El fichero ideado por la Alcaldía incluirá además todos los datos personales e identificativos de los  agentes a los que se les abra un procedimiento sancionador, investigación de hechos constitutivos de infracción disciplinaria o penal o incluso por quejas ciudadanas. Cada vez que se abra un proceso de este tipo a un agente de la Guardia Urbana, el fichero de Colau podrá registrar los datos sensibles antes expuestos junto al número de DNI o el de teléfono, al estado civil, datos familiares o «la lengua materna o la lengua vehicular preferente».

En el apartado de datos sociales, el fichero registrará información como la vivienda, situación militar, propiedades, estilos de vida o clubes y asociaciones a los que pertenece el agente. La base de datos recogerá además información sobre las actividades o negocios de los urbanos, inversiones patrimoniales, ingresos, rentas, hipotecas, planes de pensiones o jubilación y, por supuesto, todos sus datos fiscales y su historial laboral.

El SPPM Cat, sindicato mayoritario en las policía locales catalanas, ha cuestionado la creación de esta base de datos que ya ha remitido a sus servicios jurídicos para su estudio.

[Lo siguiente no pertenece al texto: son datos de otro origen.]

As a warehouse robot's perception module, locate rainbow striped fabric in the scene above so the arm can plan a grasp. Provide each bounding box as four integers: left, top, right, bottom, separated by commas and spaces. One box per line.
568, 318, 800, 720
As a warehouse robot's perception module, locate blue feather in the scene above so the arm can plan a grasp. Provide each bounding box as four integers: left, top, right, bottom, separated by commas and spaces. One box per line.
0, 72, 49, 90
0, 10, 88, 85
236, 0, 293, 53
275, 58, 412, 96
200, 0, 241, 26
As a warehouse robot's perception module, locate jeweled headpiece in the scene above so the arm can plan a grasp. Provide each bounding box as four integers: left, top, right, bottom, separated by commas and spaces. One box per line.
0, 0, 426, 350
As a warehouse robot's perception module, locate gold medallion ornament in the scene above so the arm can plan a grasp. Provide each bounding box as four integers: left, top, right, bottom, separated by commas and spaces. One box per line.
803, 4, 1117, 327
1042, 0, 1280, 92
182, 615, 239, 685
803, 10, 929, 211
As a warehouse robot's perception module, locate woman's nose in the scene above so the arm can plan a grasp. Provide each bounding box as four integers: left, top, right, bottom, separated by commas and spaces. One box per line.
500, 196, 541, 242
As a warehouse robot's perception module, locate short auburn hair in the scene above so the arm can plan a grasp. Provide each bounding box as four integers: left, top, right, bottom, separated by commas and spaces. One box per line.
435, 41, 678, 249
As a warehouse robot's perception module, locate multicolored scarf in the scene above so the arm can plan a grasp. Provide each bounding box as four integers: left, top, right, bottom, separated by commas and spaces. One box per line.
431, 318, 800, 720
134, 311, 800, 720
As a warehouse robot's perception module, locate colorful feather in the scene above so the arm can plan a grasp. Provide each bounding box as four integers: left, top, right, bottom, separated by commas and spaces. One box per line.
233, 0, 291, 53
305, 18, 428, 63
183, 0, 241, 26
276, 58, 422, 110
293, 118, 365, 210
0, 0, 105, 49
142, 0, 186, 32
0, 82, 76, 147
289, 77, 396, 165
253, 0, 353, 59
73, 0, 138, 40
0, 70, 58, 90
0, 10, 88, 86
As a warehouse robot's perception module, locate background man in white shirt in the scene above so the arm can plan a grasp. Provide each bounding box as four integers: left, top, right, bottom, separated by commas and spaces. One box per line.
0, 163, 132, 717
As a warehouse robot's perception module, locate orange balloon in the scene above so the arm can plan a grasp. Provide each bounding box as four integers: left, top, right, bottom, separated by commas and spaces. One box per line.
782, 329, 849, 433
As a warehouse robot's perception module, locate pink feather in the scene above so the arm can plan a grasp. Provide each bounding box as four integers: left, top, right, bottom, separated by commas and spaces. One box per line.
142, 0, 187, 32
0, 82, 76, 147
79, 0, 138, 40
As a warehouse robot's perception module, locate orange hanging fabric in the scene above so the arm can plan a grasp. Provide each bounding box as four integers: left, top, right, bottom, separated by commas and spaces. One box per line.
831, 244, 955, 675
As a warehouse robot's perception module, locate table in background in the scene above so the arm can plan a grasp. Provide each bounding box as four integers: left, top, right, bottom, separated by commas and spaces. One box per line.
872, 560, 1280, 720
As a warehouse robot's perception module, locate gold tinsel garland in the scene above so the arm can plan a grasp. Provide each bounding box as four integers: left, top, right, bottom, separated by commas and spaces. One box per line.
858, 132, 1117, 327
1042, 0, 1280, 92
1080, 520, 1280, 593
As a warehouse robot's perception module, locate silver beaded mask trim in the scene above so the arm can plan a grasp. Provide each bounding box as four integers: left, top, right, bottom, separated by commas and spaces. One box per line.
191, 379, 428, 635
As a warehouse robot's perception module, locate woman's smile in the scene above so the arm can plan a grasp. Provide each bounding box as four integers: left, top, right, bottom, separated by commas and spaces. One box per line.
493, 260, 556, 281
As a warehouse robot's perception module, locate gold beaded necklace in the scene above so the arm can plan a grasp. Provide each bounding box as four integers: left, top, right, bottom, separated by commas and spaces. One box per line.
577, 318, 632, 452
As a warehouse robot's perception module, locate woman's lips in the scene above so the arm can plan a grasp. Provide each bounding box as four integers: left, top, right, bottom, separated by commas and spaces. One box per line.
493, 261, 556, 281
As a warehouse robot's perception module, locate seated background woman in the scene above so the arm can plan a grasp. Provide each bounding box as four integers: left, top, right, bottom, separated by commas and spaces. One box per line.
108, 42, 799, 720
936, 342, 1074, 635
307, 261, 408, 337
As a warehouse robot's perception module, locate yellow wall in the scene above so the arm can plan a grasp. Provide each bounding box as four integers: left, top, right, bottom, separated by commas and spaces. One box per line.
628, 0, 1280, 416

El presidente de SPPM en la Guardia Urbana de Barcelona, Juan Ávila, ha acusado al gobierno local de haber ocultado la tramitación administrativa de la aprobación de este fichero hasta que se ha agotado el plazo legal para hacer alegaciones. Ávila ha señalado como especialmente inquietante la recogida de datos de carácter personal y ha lamentado además que ese registro se cree exclusivamente para los agentes de la Guardia Urbana, cuando «todos los funcionarios del Ayuntamiento están sometidos a un régimen disciplinario» propio de esta administración, lo que a su juicio supone una «discriminación negativa de la policía local».